1st & 2nd November Amati Stringed Instrument Exhibition Success

The 1st and 2nd of November 2015 saw another successful Amati event at the Langham Hotel in Portland Place, Central London. A wide array of violins, violas, cellos and bows (not to mention the interesting array of their chaperones) graced the large ball room and tables were festooned with offerings like so many Christmas dinners.  As usual, the Adam Whone stand was present with a good display of fine violins, violas and bows. Of particular note at this exhibition were some of the wonderful bows on offer, and the Whone stand was no exception with a specially enhanced display of items. These included fine bows by Henry, Sartory, Voirin, Lamy, Vigneron, Thomassin, Tubbs, Hill and many others. Other wonderful bows seen at the exhibition included fine examples of Tourte, Peccatte, Henry and Pajeot.

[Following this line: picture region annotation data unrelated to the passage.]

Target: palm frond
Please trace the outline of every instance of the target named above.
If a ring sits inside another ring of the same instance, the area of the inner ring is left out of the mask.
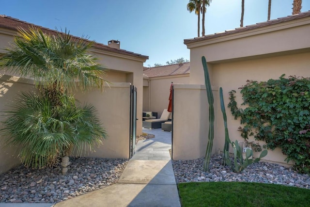
[[[75,146],[81,155],[86,146],[93,150],[107,138],[94,107],[76,106],[72,96],[61,101],[55,108],[44,94],[23,93],[13,109],[5,112],[8,118],[0,133],[9,137],[7,144],[22,146],[18,157],[26,166],[53,166]]]

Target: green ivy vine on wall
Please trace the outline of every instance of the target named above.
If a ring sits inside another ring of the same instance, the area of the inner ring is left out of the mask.
[[[253,136],[272,150],[280,147],[298,171],[310,173],[310,79],[285,74],[279,80],[248,80],[241,88],[243,102],[237,107],[235,91],[230,93],[230,108],[245,139]]]

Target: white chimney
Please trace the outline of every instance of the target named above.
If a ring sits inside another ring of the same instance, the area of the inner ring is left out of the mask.
[[[108,41],[108,46],[110,48],[119,49],[121,46],[121,42],[118,40],[111,40]]]

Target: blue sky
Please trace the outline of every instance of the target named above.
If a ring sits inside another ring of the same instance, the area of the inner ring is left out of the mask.
[[[272,0],[271,19],[292,14],[293,0]],[[149,56],[144,66],[183,57],[189,60],[185,39],[197,36],[197,16],[188,0],[10,0],[0,14]],[[244,26],[267,20],[268,0],[245,0]],[[310,10],[304,0],[302,12]],[[206,15],[206,34],[240,26],[241,0],[213,0]],[[202,29],[201,28],[201,32]]]

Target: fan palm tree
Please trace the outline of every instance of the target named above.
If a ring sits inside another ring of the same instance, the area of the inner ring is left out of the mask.
[[[270,20],[270,14],[271,12],[271,0],[269,0],[268,2],[268,17],[267,20]]]
[[[195,14],[198,16],[198,36],[200,36],[200,12],[202,7],[201,0],[189,0],[187,3],[187,10],[190,13],[195,11]]]
[[[204,16],[205,13],[207,12],[207,6],[210,6],[210,3],[212,0],[203,0],[202,4],[202,35],[204,36],[205,34],[205,29],[204,28]]]
[[[293,12],[292,15],[296,15],[300,13],[301,11],[301,3],[302,3],[302,0],[294,0],[293,2]]]
[[[93,107],[76,105],[67,93],[79,88],[102,89],[104,67],[89,53],[93,43],[66,31],[55,35],[31,28],[18,29],[14,44],[0,57],[0,67],[33,79],[41,94],[23,94],[6,111],[1,132],[9,143],[21,145],[19,157],[26,166],[42,168],[57,163],[75,145],[93,149],[107,137]]]
[[[244,0],[241,1],[241,19],[240,19],[240,27],[243,27],[243,16],[244,16]]]

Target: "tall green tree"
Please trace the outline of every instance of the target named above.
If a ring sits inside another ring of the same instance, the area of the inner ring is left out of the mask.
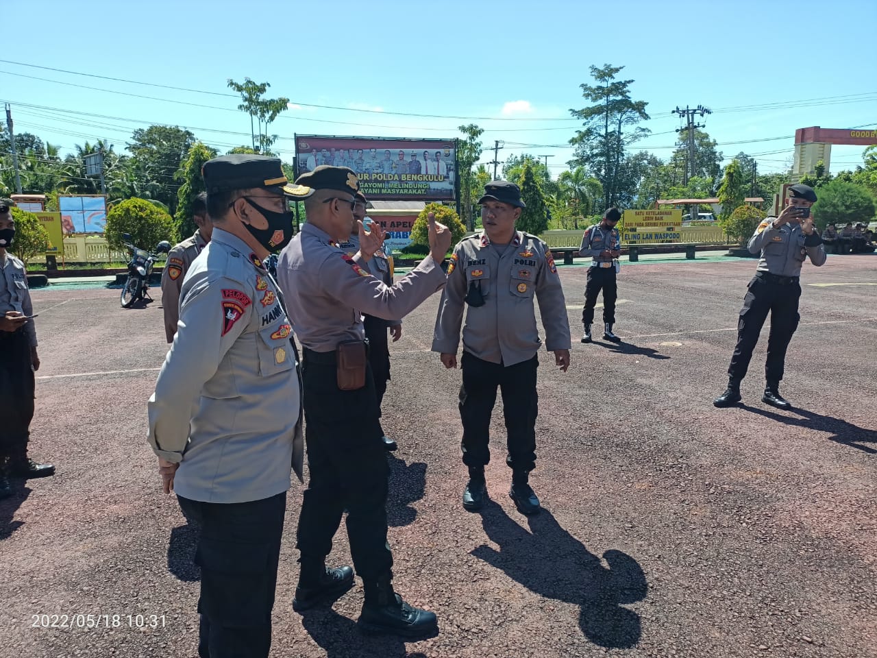
[[[135,130],[128,143],[136,171],[158,183],[153,198],[168,206],[171,214],[176,211],[182,184],[175,175],[195,141],[190,131],[178,126],[150,125]]]
[[[481,143],[478,138],[484,131],[475,124],[460,125],[457,128],[464,139],[457,140],[457,162],[460,166],[460,196],[463,224],[467,231],[474,230],[474,218],[472,215],[472,194],[476,190],[472,168],[481,157]]]
[[[874,197],[854,182],[831,181],[819,188],[813,218],[819,230],[829,224],[867,223],[874,217]]]
[[[521,210],[516,227],[533,235],[544,233],[548,230],[548,206],[536,173],[529,162],[524,163],[524,170],[517,182],[521,187],[521,200],[527,207]]]
[[[174,220],[176,222],[177,234],[189,236],[195,232],[192,221],[192,204],[196,197],[205,190],[204,178],[201,168],[204,162],[217,156],[215,148],[196,141],[189,149],[182,166],[176,172],[176,178],[182,183],[176,192],[177,206]]]
[[[244,78],[243,82],[236,82],[229,78],[228,86],[240,94],[243,102],[238,105],[238,109],[250,115],[253,148],[266,155],[274,154],[271,147],[276,141],[277,135],[269,135],[268,126],[289,106],[289,99],[284,97],[266,98],[265,94],[271,85],[267,82],[253,82],[247,77]]]
[[[631,98],[633,80],[617,80],[624,67],[605,64],[590,68],[596,84],[582,83],[581,95],[594,104],[570,110],[582,120],[584,130],[577,131],[570,144],[575,147],[571,167],[584,167],[600,181],[603,188],[603,208],[619,204],[624,193],[631,194],[636,183],[630,176],[620,175],[628,147],[649,133],[638,124],[647,120],[644,101]]]
[[[743,205],[746,197],[745,181],[740,170],[740,163],[736,160],[724,168],[724,177],[718,189],[718,203],[722,204],[719,219],[727,222],[731,214]]]

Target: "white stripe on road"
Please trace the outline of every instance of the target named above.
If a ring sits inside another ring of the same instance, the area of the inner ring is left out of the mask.
[[[103,372],[77,372],[70,375],[43,375],[37,379],[63,379],[64,377],[96,377],[101,375],[127,375],[132,372],[158,372],[160,368],[135,368],[131,370],[105,370]]]

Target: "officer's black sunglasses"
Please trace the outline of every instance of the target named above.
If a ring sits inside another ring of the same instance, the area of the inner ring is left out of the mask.
[[[330,197],[327,199],[324,199],[324,204],[328,204],[330,201],[344,201],[346,204],[350,204],[350,210],[353,210],[356,207],[356,197],[352,199],[346,199],[343,197]]]

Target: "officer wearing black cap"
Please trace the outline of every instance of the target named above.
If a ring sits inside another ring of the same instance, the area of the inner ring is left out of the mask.
[[[761,400],[779,409],[792,406],[780,395],[780,382],[785,369],[786,350],[801,319],[798,279],[808,256],[816,267],[824,264],[825,247],[814,229],[810,215],[810,206],[816,201],[816,192],[800,183],[788,190],[791,197],[780,217],[766,218],[749,240],[749,251],[760,252],[761,259],[743,300],[737,347],[728,368],[728,388],[713,402],[717,407],[729,407],[742,399],[740,382],[749,368],[752,350],[768,313],[771,326],[765,367],[766,386]]]
[[[8,252],[15,241],[12,205],[11,199],[0,199],[0,498],[12,495],[10,476],[54,475],[52,464],[38,464],[27,457],[33,371],[39,368],[39,357],[27,272]]]
[[[453,250],[432,351],[441,354],[445,368],[457,367],[460,325],[468,304],[460,389],[463,463],[469,470],[463,507],[479,510],[487,499],[484,467],[490,461],[490,416],[498,387],[509,433],[509,495],[519,511],[535,514],[539,499],[529,476],[536,467],[536,370],[542,340],[533,300],[538,300],[545,347],[554,353],[554,362],[564,372],[570,348],[567,304],[551,251],[535,235],[515,230],[524,207],[517,185],[494,181],[477,203],[484,232],[461,240]]]
[[[366,196],[361,191],[357,192],[350,236],[346,241],[339,245],[348,256],[353,257],[360,250],[360,222],[366,221],[367,205],[368,200]],[[367,221],[370,222],[371,219]],[[393,258],[383,251],[383,247],[374,252],[372,260],[368,261],[368,271],[387,285],[393,285]],[[368,340],[368,364],[372,367],[374,393],[378,398],[378,415],[382,416],[381,404],[383,402],[384,393],[387,392],[387,383],[389,381],[389,345],[387,332],[389,331],[394,343],[402,338],[402,320],[385,320],[383,318],[367,313],[363,314],[363,318],[366,338]],[[395,439],[387,436],[383,426],[381,427],[381,438],[384,447],[390,452],[399,447]]]
[[[360,251],[350,236],[360,183],[344,167],[317,167],[299,176],[291,194],[304,200],[308,221],[281,253],[277,275],[296,335],[303,347],[304,416],[310,480],[298,521],[301,574],[293,607],[337,597],[353,583],[349,567],[326,569],[332,540],[347,511],[347,535],[365,601],[359,625],[405,636],[432,633],[434,613],[404,603],[393,590],[387,543],[389,466],[362,314],[403,318],[445,286],[441,263],[451,232],[429,219],[430,255],[394,286],[368,271],[383,242],[377,224],[358,223]]]
[[[303,458],[292,328],[262,265],[289,242],[292,213],[276,158],[225,155],[202,173],[213,234],[182,284],[148,440],[165,493],[199,527],[198,654],[264,657],[286,492]]]
[[[602,221],[589,226],[581,238],[580,256],[590,256],[591,266],[588,268],[588,285],[585,287],[585,308],[581,311],[581,322],[585,333],[581,342],[592,340],[591,325],[594,324],[594,309],[596,307],[600,290],[603,293],[603,340],[620,343],[621,339],[612,333],[615,324],[615,302],[618,298],[618,284],[616,281],[617,259],[621,255],[621,236],[615,226],[621,219],[621,211],[610,208],[603,213]]]

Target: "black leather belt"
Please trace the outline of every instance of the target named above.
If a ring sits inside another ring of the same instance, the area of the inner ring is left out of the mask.
[[[770,272],[759,272],[756,276],[758,276],[762,281],[768,283],[776,283],[781,286],[788,286],[792,283],[797,283],[798,276],[781,276],[780,275],[772,275]]]

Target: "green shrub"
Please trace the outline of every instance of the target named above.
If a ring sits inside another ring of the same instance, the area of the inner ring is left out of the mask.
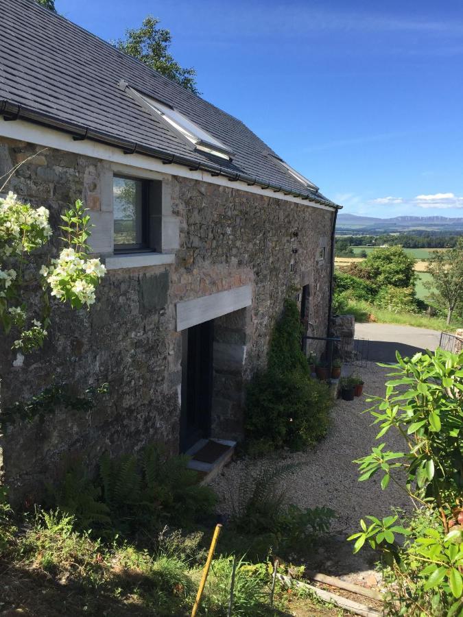
[[[366,542],[381,551],[387,564],[391,614],[420,617],[458,616],[463,610],[463,352],[401,357],[390,367],[385,397],[374,397],[369,409],[379,425],[377,439],[390,431],[404,441],[405,452],[385,443],[358,459],[359,480],[392,479],[417,505],[406,527],[397,515],[368,516],[355,552]],[[396,535],[405,538],[397,540]],[[395,612],[394,612],[395,611]]]
[[[296,450],[327,433],[329,390],[310,378],[301,333],[297,305],[287,300],[272,333],[268,368],[257,374],[248,388],[245,426],[253,441]]]
[[[372,282],[337,270],[334,274],[335,291],[337,293],[346,292],[345,297],[371,302],[377,292]]]
[[[414,287],[381,287],[375,298],[375,306],[392,313],[416,313]]]
[[[325,383],[297,372],[259,373],[248,389],[248,437],[269,448],[313,445],[327,434],[331,406]]]
[[[267,364],[270,371],[309,375],[307,359],[300,345],[302,334],[298,305],[294,300],[287,298],[281,316],[272,332]]]
[[[372,251],[360,264],[368,279],[378,287],[411,287],[415,280],[415,260],[400,246]]]
[[[333,315],[348,315],[349,301],[344,294],[335,291],[333,295],[331,310]]]
[[[335,293],[333,296],[333,314],[353,315],[357,323],[368,320],[370,306],[364,300],[352,300],[348,292]]]
[[[199,484],[187,461],[187,457],[169,457],[153,446],[138,458],[106,455],[97,480],[89,480],[82,467],[75,468],[52,497],[76,517],[81,529],[92,526],[133,535],[152,533],[166,523],[187,527],[210,514],[215,503],[212,489]]]
[[[0,486],[0,557],[8,553],[17,531],[13,524],[13,511],[8,503],[7,494],[6,488]]]

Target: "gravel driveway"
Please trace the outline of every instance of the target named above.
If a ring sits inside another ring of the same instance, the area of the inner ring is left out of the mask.
[[[383,395],[388,370],[370,363],[361,370],[367,394]],[[305,452],[285,453],[263,459],[241,459],[225,468],[212,486],[220,499],[219,509],[232,511],[240,485],[250,481],[263,466],[294,462],[298,465],[285,479],[288,499],[302,507],[329,506],[337,518],[333,525],[334,533],[345,535],[358,531],[359,519],[366,514],[385,516],[390,507],[409,509],[409,498],[392,483],[385,491],[380,486],[381,477],[359,482],[357,465],[352,461],[368,453],[377,426],[372,426],[370,414],[361,412],[369,404],[365,396],[353,401],[339,399],[331,410],[331,427],[327,438],[313,449]],[[382,443],[383,437],[377,443]],[[387,436],[388,446],[403,451],[402,438],[391,432]]]

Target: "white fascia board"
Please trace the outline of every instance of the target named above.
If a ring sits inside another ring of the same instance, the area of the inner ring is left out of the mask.
[[[177,302],[177,332],[250,306],[252,302],[252,289],[250,285],[243,285],[227,291],[218,291],[210,295]]]
[[[272,199],[281,199],[285,202],[301,204],[302,206],[308,206],[311,208],[317,208],[319,210],[327,210],[333,212],[333,208],[329,206],[324,206],[322,204],[316,204],[310,199],[301,199],[292,195],[276,193],[272,189],[261,189],[259,186],[248,186],[246,182],[239,180],[233,182],[233,184],[225,178],[213,176],[209,171],[198,170],[192,171],[188,167],[172,163],[169,165],[163,165],[162,161],[151,156],[143,154],[124,154],[122,150],[115,148],[106,144],[92,141],[90,139],[75,141],[72,136],[67,133],[56,131],[47,127],[34,124],[32,122],[25,122],[23,120],[14,120],[6,121],[0,119],[0,136],[8,137],[10,139],[18,139],[21,141],[29,141],[39,145],[46,146],[50,148],[56,148],[58,150],[64,150],[67,152],[73,152],[75,154],[82,154],[84,156],[92,156],[102,160],[109,161],[113,163],[119,163],[123,165],[130,165],[139,169],[147,169],[163,173],[164,176],[178,176],[181,178],[189,178],[193,180],[201,180],[211,184],[218,184],[221,186],[228,186],[232,189],[244,191],[246,193],[252,193],[256,195],[263,195]],[[169,168],[169,170],[166,169]]]

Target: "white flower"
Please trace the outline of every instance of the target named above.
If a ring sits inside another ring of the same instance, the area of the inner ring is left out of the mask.
[[[75,251],[73,248],[63,249],[60,253],[60,261],[73,261]]]

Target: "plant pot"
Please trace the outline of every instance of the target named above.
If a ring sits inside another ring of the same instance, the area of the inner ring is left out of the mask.
[[[354,400],[354,387],[351,388],[342,388],[341,390],[341,396],[343,400]]]
[[[354,396],[361,396],[361,393],[363,391],[364,391],[363,383],[357,383],[357,385],[354,388]]]
[[[322,381],[326,381],[329,378],[329,371],[327,366],[317,366],[315,368],[317,377]]]

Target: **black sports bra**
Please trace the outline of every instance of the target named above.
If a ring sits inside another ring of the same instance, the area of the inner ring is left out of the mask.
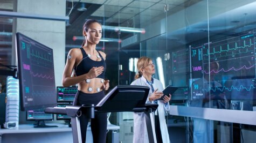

Two exhibitors even made it from Japan – the Chaconne violin company, and the Sunrise Auction company – each with an interesting selection of instruments and bows.

The days were interspersed with waves of people moving between this auction and that. The Amati event always coincides with the various auctions present (and expanding at a surprising rate in recent years, with the exception of Christies, Bonhams and Sothebys who have taken another view).  It was a great opportunity not only to meet with old friends and colleagues, but also to make new acquaintances from the growing number of people who are finding out about this interesting and prestigious London happening.

An evening of entertainment followed the Sunday exhibition, presented by Roby Lakatos and his group, this time joined by Tamsin Waley-Cohen, the concert violinist. Fingers have rarely moved at such speed along 10 inches of ebony and when the smoke settled, the applause was equally wild.

As usual, the Amati auction was held in conjunction with the exhibition in an adjoining gallery and as if that wasn’t all quite enough to satisfy nearly every appetite, on each day the participants and visitors (entry was and always has been free) were offered drinks and canopes at a reception in the afternoon.